Today's fraudsters use more technology and have access to much more information than past generations. Also, misappropriation of assets, which includes embezzlement and procurement, is the most prevalent fraud in Canada.
More interesting is that the same research from KPMG outlines the typical characteristics of the Canadian swindler. For example, he or she is between 36 to 45, holds a managerial or executive job title, commits multiple illegal transactions over one to five years and usually holds on to the same job in a firm for six years or more.
KPMG analyzed 596 companies worldwide that were victimized by fraudsters between 2011 and 2013. The research shows that the overwhelming reason for committing fraud is financial with the most common motive, not surprisingly, listed as greed, followed by financial gain and financial difficulty. A third of the fraudsters, notes KPMG, indicated that a sense of superiority was their rationale for their fraud, which is linked to the fact that 29 percent of the frauds were committed by executive directors, the largest single job title.
KPMG also divided the fraudsters into three general types.

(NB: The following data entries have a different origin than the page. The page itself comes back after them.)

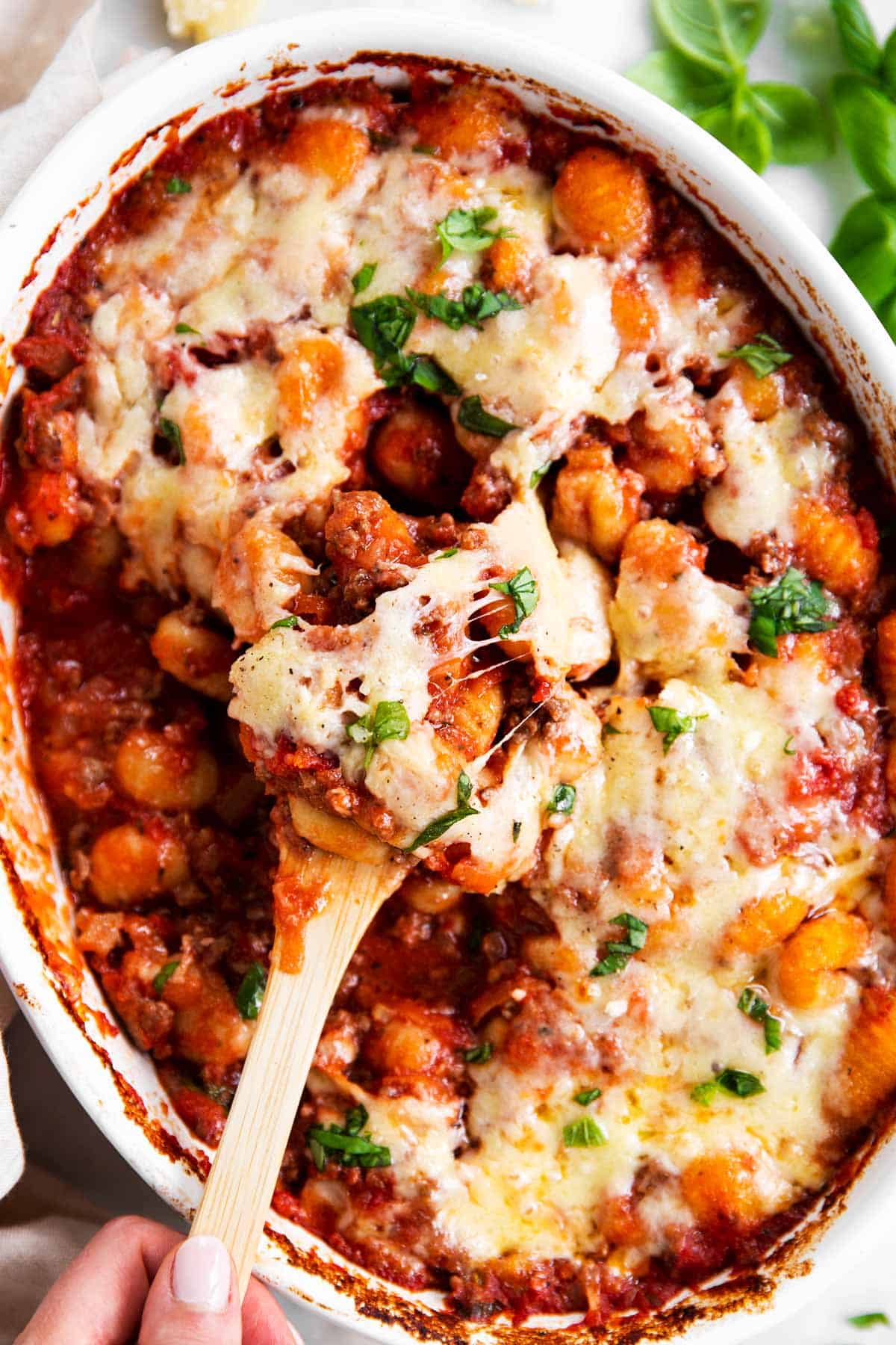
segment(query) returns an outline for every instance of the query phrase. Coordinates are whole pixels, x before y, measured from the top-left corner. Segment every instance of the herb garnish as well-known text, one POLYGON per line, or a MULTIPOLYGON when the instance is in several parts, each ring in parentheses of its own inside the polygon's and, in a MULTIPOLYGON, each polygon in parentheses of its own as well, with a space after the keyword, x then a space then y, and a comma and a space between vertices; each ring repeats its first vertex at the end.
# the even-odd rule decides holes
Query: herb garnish
POLYGON ((657 733, 662 733, 664 756, 676 738, 680 738, 682 733, 693 733, 699 721, 707 718, 705 714, 682 714, 680 710, 673 710, 670 705, 652 705, 647 714, 657 733))
POLYGON ((708 1079, 690 1089, 692 1102, 708 1107, 717 1092, 731 1093, 732 1098, 755 1098, 766 1091, 766 1085, 755 1075, 748 1075, 744 1069, 721 1069, 715 1079, 708 1079))
POLYGON ((161 971, 156 972, 156 975, 152 978, 152 987, 157 994, 163 993, 163 990, 173 976, 173 974, 177 971, 179 966, 180 966, 180 959, 175 958, 173 962, 167 962, 165 966, 161 968, 161 971))
POLYGON ((557 784, 548 799, 548 812, 572 812, 575 807, 575 785, 557 784))
POLYGON ((807 580, 793 566, 774 584, 750 590, 750 643, 770 659, 778 658, 778 636, 830 631, 827 599, 818 580, 807 580))
POLYGON ((261 962, 253 962, 236 991, 236 1007, 243 1018, 258 1018, 266 985, 267 972, 261 962))
POLYGON ((607 1132, 594 1116, 579 1116, 563 1127, 563 1143, 567 1149, 600 1149, 607 1142, 607 1132))
POLYGON ((627 911, 614 916, 610 924, 618 924, 627 929, 627 939, 610 940, 604 944, 603 958, 588 972, 591 976, 611 976, 617 971, 622 971, 627 967, 629 958, 633 958, 635 952, 641 952, 647 942, 647 925, 627 911))
POLYGON ((782 1021, 775 1018, 762 995, 751 986, 746 986, 737 1001, 737 1007, 754 1022, 760 1022, 766 1037, 766 1054, 780 1050, 782 1021))
POLYGON ((776 369, 787 364, 794 356, 768 332, 759 332, 743 346, 736 346, 733 350, 720 350, 719 358, 742 359, 756 378, 767 378, 768 374, 774 374, 776 369))
POLYGON ((512 429, 520 428, 486 412, 481 397, 465 397, 458 408, 457 418, 463 429, 469 429, 473 434, 488 434, 489 438, 504 438, 512 429))
POLYGON ((472 807, 470 795, 473 794, 473 781, 466 772, 461 771, 457 777, 457 808, 451 812, 443 812, 441 818, 435 818, 427 827, 423 827, 420 834, 411 841, 410 845, 404 846, 406 850, 418 850, 422 845, 430 845, 433 841, 438 841, 439 837, 445 835, 449 827, 453 827, 455 822, 463 822, 465 818, 472 818, 480 810, 472 807))
POLYGON ((355 272, 355 274, 352 276, 352 289, 355 291, 356 295, 360 295, 363 289, 367 289, 369 282, 373 280, 373 276, 376 274, 377 266, 379 262, 367 261, 360 268, 360 270, 355 272))
POLYGON ((435 226, 435 234, 442 243, 442 261, 447 261, 453 252, 484 252, 496 238, 508 238, 509 229, 485 227, 497 217, 494 206, 449 210, 445 219, 435 226))
POLYGON ((180 434, 180 425, 177 421, 169 421, 164 416, 159 417, 159 433, 163 438, 167 438, 171 447, 177 455, 177 467, 184 467, 187 463, 187 455, 184 453, 184 441, 180 434))
POLYGON ((516 635, 527 616, 532 616, 535 612, 539 603, 539 585, 535 582, 535 576, 529 566, 524 565, 509 580, 489 584, 489 588, 494 589, 496 593, 504 593, 506 597, 513 599, 513 620, 502 625, 498 631, 498 639, 506 640, 508 636, 516 635))
POLYGON ((308 1147, 320 1173, 328 1158, 336 1158, 343 1167, 390 1167, 392 1155, 386 1145, 377 1145, 369 1131, 361 1134, 368 1120, 365 1107, 352 1107, 344 1126, 309 1126, 308 1147))
POLYGON ((447 299, 446 295, 424 295, 410 286, 404 293, 422 313, 445 323, 454 332, 463 325, 481 331, 486 317, 497 317, 501 312, 523 308, 523 304, 513 295, 508 295, 506 289, 486 289, 480 284, 466 285, 459 299, 447 299))
POLYGON ((411 721, 400 701, 380 701, 376 709, 359 716, 345 729, 352 742, 367 744, 364 769, 367 771, 380 742, 399 738, 402 742, 411 732, 411 721))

The opportunist is described as a first-time offender, trusted employee, in a position of responsibility, often a male (married with children), with a non-sharable problem that can be solved by money. The predator, a less common type, usually seeks out a company to start a scheme and almost immediately after being hired, deliberately defrauds the organization, showing little remorse. Finally, the colluder, needs a partner, and collaborates with an internal member of the company to execute the scheme.
James McAuley, Partner, KPMG Forensic, says companies need to focus on the impact of new technologies and the changing nature of fraud.
"Two decades ago, illicitly taking money from a bank was accomplished by a closely knit gang using violent methods or forged signatures. Since that time, the ways to commit fraud have been transformed by technology – the Internet, smart devices and the ability to analyze vast amounts of data.”